Re: Questionable description about character sets

public inbox for [email protected]  
help / color / mirror / Atom feed

From: Tatsuo Ishii <[email protected]>
To: [email protected]
Cc: [email protected]
Cc: [email protected]
Cc: [email protected]
Subject: Re: Questionable description about character sets
Date: Fri, 17 Apr 2026 10:28:24 +0900 (JST)
Message-ID: <[email protected]> (raw)
In-Reply-To: <CA+hUKGJLCs7+8sW8ufY8WmiZzRhK+wtMEpe1-tJ6oyy2YEAQQg@mail.gmail.com>
References: <[email protected]>
	<CA+hUKG+HkG-EnYnR_hQzhDCTtdx0Cj-_X-jAzvNkF_=V39jQng@mail.gmail.com>
	<CA+hUKGJLCs7+8sW8ufY8WmiZzRhK+wtMEpe1-tJ6oyy2YEAQQg@mail.gmail.com>

> If we wanted to follow the SQL standard's terminology, I think we'd
> call this the "character repertoire".

Calling it "character repertoire" works for me. Fortunately the
meaning of "character repertoire" in the SQL standard and in other
standard (ISO/IEC 2022 or 10646) looks same.

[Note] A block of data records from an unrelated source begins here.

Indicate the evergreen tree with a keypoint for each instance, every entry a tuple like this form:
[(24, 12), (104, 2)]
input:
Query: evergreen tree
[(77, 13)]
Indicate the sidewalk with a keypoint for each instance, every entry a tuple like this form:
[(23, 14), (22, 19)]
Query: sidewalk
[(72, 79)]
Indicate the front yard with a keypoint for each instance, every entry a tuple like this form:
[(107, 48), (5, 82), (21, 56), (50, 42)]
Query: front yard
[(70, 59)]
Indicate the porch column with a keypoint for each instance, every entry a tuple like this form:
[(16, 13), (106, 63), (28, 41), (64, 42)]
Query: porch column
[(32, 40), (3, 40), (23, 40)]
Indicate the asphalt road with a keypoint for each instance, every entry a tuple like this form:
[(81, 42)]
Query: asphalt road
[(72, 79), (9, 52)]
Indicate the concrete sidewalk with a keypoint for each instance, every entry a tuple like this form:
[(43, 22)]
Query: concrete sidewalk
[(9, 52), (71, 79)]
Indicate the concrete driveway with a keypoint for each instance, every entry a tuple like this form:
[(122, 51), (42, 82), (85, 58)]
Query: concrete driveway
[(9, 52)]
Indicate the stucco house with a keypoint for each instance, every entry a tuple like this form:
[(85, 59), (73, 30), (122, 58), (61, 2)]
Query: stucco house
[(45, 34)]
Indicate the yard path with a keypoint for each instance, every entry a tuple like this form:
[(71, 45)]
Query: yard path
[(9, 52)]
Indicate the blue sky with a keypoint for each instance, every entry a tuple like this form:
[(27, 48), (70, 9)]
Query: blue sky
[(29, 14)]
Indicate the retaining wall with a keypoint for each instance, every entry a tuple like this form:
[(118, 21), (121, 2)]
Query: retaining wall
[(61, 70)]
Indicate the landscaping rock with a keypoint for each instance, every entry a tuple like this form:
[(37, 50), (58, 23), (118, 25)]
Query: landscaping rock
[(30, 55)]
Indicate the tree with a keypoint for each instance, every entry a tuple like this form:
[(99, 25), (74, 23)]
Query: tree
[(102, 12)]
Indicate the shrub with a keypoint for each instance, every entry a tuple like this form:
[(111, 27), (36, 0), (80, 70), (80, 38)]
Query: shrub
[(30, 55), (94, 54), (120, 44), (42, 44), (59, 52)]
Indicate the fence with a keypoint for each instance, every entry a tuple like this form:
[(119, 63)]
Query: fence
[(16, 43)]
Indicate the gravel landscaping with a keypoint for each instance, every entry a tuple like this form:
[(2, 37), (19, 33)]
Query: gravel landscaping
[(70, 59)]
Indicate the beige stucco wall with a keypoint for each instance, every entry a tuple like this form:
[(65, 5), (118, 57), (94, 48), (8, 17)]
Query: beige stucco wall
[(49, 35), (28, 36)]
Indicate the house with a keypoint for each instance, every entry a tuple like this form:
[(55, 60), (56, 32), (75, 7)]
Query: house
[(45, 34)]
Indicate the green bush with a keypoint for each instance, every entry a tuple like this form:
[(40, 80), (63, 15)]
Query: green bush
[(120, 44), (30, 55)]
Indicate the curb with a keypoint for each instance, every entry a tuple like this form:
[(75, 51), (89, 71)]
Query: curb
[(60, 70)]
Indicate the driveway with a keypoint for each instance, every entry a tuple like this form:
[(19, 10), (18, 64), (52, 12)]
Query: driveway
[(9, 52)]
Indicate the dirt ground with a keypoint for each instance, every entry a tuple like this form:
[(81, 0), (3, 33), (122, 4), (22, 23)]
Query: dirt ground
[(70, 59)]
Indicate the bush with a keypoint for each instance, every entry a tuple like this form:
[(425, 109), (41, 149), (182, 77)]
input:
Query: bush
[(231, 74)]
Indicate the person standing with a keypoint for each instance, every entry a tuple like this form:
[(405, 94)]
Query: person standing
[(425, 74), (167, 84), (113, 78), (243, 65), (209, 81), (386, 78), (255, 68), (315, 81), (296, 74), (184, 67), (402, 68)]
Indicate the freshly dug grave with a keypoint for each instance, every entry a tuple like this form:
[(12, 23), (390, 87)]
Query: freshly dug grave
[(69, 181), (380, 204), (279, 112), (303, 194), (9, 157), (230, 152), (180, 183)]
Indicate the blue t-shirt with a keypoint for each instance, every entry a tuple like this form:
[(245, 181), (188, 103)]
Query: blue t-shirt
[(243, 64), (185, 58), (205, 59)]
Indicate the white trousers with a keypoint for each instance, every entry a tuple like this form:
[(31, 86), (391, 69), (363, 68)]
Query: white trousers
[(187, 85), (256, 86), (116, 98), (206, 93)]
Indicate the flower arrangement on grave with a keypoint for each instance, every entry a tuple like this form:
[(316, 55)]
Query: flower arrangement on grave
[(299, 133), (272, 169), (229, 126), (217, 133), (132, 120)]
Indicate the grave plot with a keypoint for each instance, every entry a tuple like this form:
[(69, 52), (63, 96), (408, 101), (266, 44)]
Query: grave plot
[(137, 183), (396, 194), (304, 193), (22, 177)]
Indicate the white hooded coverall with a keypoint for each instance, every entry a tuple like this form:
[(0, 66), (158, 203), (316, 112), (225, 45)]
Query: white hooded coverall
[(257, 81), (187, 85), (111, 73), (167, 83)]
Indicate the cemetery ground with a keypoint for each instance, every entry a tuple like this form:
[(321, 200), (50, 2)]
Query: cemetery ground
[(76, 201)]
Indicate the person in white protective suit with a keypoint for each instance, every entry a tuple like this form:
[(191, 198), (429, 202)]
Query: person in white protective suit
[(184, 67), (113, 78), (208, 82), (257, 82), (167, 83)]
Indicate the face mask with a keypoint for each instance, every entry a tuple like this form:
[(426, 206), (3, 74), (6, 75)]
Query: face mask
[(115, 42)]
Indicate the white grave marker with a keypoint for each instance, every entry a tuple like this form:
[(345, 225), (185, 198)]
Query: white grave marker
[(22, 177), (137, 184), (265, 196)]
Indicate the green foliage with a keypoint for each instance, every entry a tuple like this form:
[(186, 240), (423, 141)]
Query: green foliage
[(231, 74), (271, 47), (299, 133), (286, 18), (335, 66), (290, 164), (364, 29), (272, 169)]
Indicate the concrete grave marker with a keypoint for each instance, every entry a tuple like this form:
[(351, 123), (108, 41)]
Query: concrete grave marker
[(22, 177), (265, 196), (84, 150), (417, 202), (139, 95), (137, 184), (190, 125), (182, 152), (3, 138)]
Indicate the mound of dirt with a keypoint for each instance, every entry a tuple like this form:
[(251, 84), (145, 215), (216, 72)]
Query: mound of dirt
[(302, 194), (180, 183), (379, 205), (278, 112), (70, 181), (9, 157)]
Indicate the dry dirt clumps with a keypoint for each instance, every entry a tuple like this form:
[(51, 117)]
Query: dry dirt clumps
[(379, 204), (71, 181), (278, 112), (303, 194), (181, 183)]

> In the standard, a "character
> set" is the database object representing a repertoire and an encoding
> of it, or its identifier.

Yes. Unlike ISO/IEC 2022 or 10646, the SQL standard has no clear
distinction between character set (in the sense of ISO/IEC 10646) and
encoding. (To me this is quite confusing.)

> But if we put it in the description column,
> we wouldn't have to name it.

Why?

> Researching the standard led me to
> src/backend/catalog/information_schema.sql[1].  It currently reports
> the encoding name as the character set and the repertoire, except
> s/UTF8/UCS/ for the repertoire.  That's the same information as you
> want to document here.  For the character set (in the SQL standard
> sense), the current view definition seems reasonable given that we
> don't support CREATE CHARACTER SET or CHARACTER SET generally,

Why? For example, Shouldn't EUC_JP have JIS X 0201, JIS X 0208 and JIS
X 0212 as its character repertoire?

> and for
> the character repertoire, the s/UTF8/UCS/ translation makes sense, but
> you chose to call it "Unicode".  Shouldn't those agree?

I think "UCS" is not a repertoire, but a coded character set.
"Unicode" or "Unicode repertoire" [1] is more appropreate, I think.

[1] https://www.unicode.org/reports/tr17/tr17-3.html

> If GB18030 were a valid server encoding, it would surely have to
> report UCS, like UTF8, since it is also a "Unicode transformation
> format"[2] (its purpose is to be backwards compatible with legacy
> 2-byte-per-common-Chinese-character formats while also covering all of
> Unicode 100% systematically, ie booting stuff they don't often encode
> into the 3- and 4-byte zone to make room for efficient encoding of
> stuff they do often encode).  So I think that means your new
> documentation should say UCS (or UNICODE) for that one too.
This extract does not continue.